Kadambam is a delicious south Indian rice (in this case millets) based dish. While it resembles bisibelebath in appearance, it tastes different.
About Little Millet
Little Millet is high in healthy fats in addition to all the general millet characteristics (gluten-free, low glycemic index, high fibre, etc). It also has the smallest grains, so cooks faster than the other millets.
Little Millet is also called Same (in Kannada), Samai (in Tamil), Samalu (in Telugu) and Kutki (in Hindi)
About Proso Millet
Proso Millet has the largest grain among the millet rices in addition to all the general millet characteristics (gluten-free, low glycemic index, high fibre, etc). It is golden in colour, so it’s also called the golden Millet. Proso millet is a part of the staple diet of many cultures.
Proso Millet is called as Variga (in Telugu), Baragu (in Kannada), Pani Varagu (in Tamil) or Chena (in Hindi)

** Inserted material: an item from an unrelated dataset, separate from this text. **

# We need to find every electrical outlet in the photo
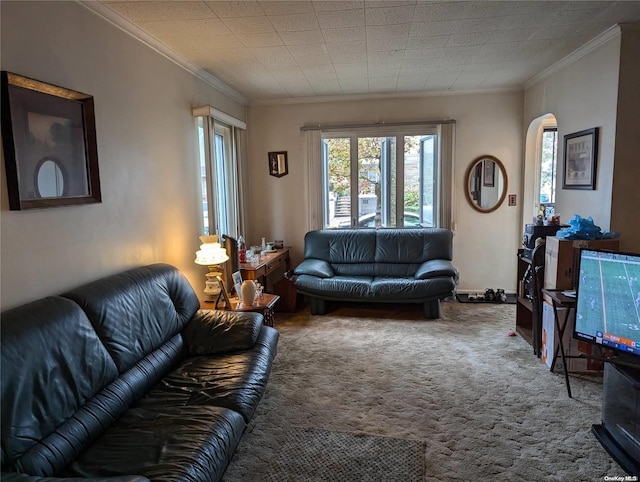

- 200 grams Little millet/Proso millet rice
- 100 grams Toor daal
- 0.25 table spoon Nutmeg powder
- 1.25 tea spoon Sambhar Powder
- 2 tea spoon Tamarind Paste
- 1 tea spoon Jaggery
- 1.5 tea spoon Salt
- 2 table spoon Grated Dry Coconut (Copra)
- 50 grams raw banana
- 50 grams Pumpkin
- 50 grams Sweet potato
- 50 grams Beans
- 50 grams Carrot
- 50 grams Peas
- 50 grams tomatoes
- Cook millets, daal and vegetables in separate vessels in a pressure cooker.
- Once the vegetables are cooked, move the vegetables to a pan , saute them using ghee.
- Add the above cooked millet, daal into the pan. Add nutmeg powder, sambhar powder, tamarind paste, jaggery, salt to the pan while stirring. Ensure that the vegetables are not mashed. Add water to obtain the desired consistency.
- Boil the above for a minute or two. Add coriander leaves, dry grated coconut for garnishing.